The answer, of course, is that Guillen's got too much of an ego (not surprising, given that he's an ex-player who had a long career and even flirted with some All-Star teams in a time before highly regarded on base sabermetrics) to just sit there and lose, without thinking that he can bully his players into doing better.

It may even be true that he can get short-term results out of his players this way, much like a jockey with a whip in the homestretch. And while it's easy for a Dye or Thome to roll up his eyes, maybe it gets some rookie reliever all hot and bothered.

But if that's the case, why do this in June, when you have a big lead in the division?
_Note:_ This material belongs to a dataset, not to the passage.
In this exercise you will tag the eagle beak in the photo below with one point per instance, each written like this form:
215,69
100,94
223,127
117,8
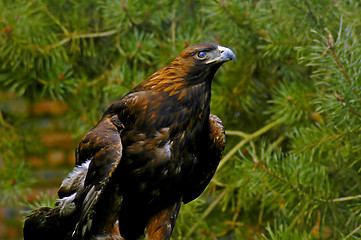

Wouldn't it make more sense to save that kind of negative fuel for August and September?

In this as in many things, Occam's Razor -- the ancient philosophical practice of believing the simplest and most likely explanation, rather than a self-serving conspiracy -- helps. Guillen orchestrates occasional meltdowns because they make him feel important and necessary, and they get him attention in a media market that the Cubs dominate, regardless of the on-field performance of both franchises.

He doesn't have a master plan to motivate his team, and he isn't crazy for the sake of crazy. He just is what he is: a media whore with a lower sense of shame than most.

Also, and this is the interesting part... he's the manager of a team that, as of this Monday morning, isn't pitching, fielding, or hitting very well, and just got its asses swept by their biggest rival. Anyone want to start the pool for his next blowup?